でも、けんか腰の会話を聞いていると、胸のまん中がほっこり温かくなる。
仲直りって、直接の「ごめんなさい」はなくても、お互いが理解したいと思ったり歩み寄りたい気持ちがあれば、この2人のように自然に仲直りになるものなのかもしれない。
間宮さんとあたしだって、おそらくそうだ。
間宮さんが民宿に宿泊しはじめてすぐの頃、展望台で昼間に花火をする手伝ったとき、自分の全部を見透かされて腹を立てたあたしは、思わず彼の左頬を叩いてしまった。
けれど間宮さんは「今の命の使い方は、まあまあ無駄じゃなかったんじゃん?」と、怒られるどころか逆に感心したように言って。
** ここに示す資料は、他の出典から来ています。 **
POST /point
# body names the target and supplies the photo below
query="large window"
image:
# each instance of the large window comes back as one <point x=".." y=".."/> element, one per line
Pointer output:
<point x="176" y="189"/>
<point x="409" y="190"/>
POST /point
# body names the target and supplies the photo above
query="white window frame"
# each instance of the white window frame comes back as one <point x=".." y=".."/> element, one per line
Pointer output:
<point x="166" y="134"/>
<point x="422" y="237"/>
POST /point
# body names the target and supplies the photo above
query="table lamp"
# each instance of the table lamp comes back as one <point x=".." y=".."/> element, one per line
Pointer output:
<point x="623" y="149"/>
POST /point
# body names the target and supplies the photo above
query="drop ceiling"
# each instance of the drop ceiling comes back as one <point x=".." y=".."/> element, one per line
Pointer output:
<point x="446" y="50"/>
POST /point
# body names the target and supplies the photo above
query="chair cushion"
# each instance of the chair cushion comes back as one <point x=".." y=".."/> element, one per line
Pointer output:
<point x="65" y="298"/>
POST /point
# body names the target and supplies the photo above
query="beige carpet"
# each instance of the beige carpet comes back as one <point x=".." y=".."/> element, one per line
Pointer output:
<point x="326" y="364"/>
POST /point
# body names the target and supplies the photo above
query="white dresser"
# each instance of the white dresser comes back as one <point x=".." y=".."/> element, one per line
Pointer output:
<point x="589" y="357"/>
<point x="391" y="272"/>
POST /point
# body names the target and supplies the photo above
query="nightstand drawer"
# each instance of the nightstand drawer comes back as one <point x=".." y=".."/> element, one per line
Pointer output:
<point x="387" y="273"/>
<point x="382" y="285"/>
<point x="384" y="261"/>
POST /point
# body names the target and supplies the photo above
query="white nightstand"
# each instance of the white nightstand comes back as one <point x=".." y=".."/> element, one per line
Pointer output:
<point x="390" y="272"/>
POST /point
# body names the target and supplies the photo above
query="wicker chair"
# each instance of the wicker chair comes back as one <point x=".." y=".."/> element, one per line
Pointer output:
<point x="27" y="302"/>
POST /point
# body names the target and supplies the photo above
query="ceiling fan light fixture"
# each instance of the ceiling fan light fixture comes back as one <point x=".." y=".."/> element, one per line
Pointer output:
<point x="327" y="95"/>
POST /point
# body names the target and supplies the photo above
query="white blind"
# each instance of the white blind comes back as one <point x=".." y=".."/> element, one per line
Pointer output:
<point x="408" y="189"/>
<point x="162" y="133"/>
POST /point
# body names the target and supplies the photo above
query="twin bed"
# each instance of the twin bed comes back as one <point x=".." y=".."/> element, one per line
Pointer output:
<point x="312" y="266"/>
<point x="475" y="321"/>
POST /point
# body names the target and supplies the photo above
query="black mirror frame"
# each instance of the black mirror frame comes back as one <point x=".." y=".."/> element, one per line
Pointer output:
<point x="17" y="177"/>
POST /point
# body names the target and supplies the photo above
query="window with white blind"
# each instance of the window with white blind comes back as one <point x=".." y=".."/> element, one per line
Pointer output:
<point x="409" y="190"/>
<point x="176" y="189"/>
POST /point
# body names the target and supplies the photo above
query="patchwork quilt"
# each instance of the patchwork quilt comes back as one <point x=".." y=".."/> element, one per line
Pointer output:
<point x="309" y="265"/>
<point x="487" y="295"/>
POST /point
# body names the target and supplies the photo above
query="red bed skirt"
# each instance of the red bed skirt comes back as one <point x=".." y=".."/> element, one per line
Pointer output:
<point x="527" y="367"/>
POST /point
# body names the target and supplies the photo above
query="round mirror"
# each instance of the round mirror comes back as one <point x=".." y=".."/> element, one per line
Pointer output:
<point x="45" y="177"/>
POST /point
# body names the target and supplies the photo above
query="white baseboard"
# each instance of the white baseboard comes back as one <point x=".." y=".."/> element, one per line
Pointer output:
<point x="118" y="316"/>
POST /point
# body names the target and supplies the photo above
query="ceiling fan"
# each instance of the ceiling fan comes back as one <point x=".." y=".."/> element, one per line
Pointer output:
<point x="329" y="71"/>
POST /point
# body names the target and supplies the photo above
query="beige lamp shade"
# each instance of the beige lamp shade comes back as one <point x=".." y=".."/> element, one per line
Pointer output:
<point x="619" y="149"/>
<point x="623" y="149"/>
それであたしは、なんだか間宮さんに懐いてしまったところがあるし、間宮さんも、偉そうなところは相変わらずなものの、ずいぶんと自分のことを話してくれるようになった。
小さい頃は、悪いことをしたり、友だちとケンカをしたときなんかは、ちゃんと「ごめんなさい」を言うものだと教えられてきたけれど。
間宮さんとあたしや、お母さんとおばあちゃんの仲直りの仕方は、ちょっと例外かもしれないけれど、たぶんこれで合っていると思う。